The STRATIS registry is a prospective, multicentre study of patients with large vessel occlusion treated with the Solitaire stent retriever within eight hours of onset. To assess the systems of care efficiency and interhospital transfer delays, patients were separated by direct presentation (direct group) versus interhospital transfer to the enrolling hospital (transfer group), and further characterised by the use of IV tPA or mechanical thrombectomy alone. Total alarm-to-revascularisation time measured overall performance of the system of care. Investigators also calculated a hypothetical “bypass” scenario by comparing the door-to-tPA times for the two groups and adding the transfer time to the direct group for an extremely conservative estimate of additional travel time.

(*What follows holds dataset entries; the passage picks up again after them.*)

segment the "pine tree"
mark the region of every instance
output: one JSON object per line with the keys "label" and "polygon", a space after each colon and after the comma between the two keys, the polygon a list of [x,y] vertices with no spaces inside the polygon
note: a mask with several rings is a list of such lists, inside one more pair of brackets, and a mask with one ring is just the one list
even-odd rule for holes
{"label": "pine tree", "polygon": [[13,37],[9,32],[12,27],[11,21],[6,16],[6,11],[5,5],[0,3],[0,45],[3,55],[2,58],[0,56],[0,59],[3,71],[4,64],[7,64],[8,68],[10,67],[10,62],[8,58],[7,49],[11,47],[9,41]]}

A total of 688 patients were analysed. Froehler reported that median times from stroke onset to revascularisation for direct versus transfer patients in the mechanical thrombectomy alone sub-group were 238.5 and 325 minutes, respectively, and in the IV tPA plus mechanical thrombectomy group the median times were 192 and 305.5 minutes, respectively.

Further, median alarm-to-revascularisation times for direct versus transfer patients in the mechanical thrombectomy only subgroup were 189 and 264 minutes, respectively (75 minute difference, p=0.0001), and in the IV tPA subgroup were 169 and 268, respectively (99 minute difference; p˂0.0001).

These differences were accounted for by imaging-to-transfer time, which was 93 minutes for mechanical thrombectomy alone and 87 minutes for IV tPA. Median door-to-tPA times were 56.5 minutes at regional hospitals and 38 minutes at enrolling sites (p˂0.0001). Transfer time was 32 minutes, making the hypothetical bypass time-to-tPA 70 minutes.

“Patient transfer for endovascular treatment for large vessel occlusion results in a significant delay of approximately an hour and a half. That delay is entirely accounted for by the delay between intracranial imaging and departure of the first hospital which I think reflects the time that treatment decisions are being made and transfer arrangements are being made. Certainly that is a target for improvement for systems of care in the future, but it also really raises the question of whether or not we should be considering bypass. For that we are now doing some more specific patient-level analyses to look at individual routing decisions,” Froehler explained.

In their conservative model of hospital bypass, it is suggested that successful revascularisation would be achieved 99 minutes earlier by bypass. He added that this may have significant implications for regional stroke systems of care.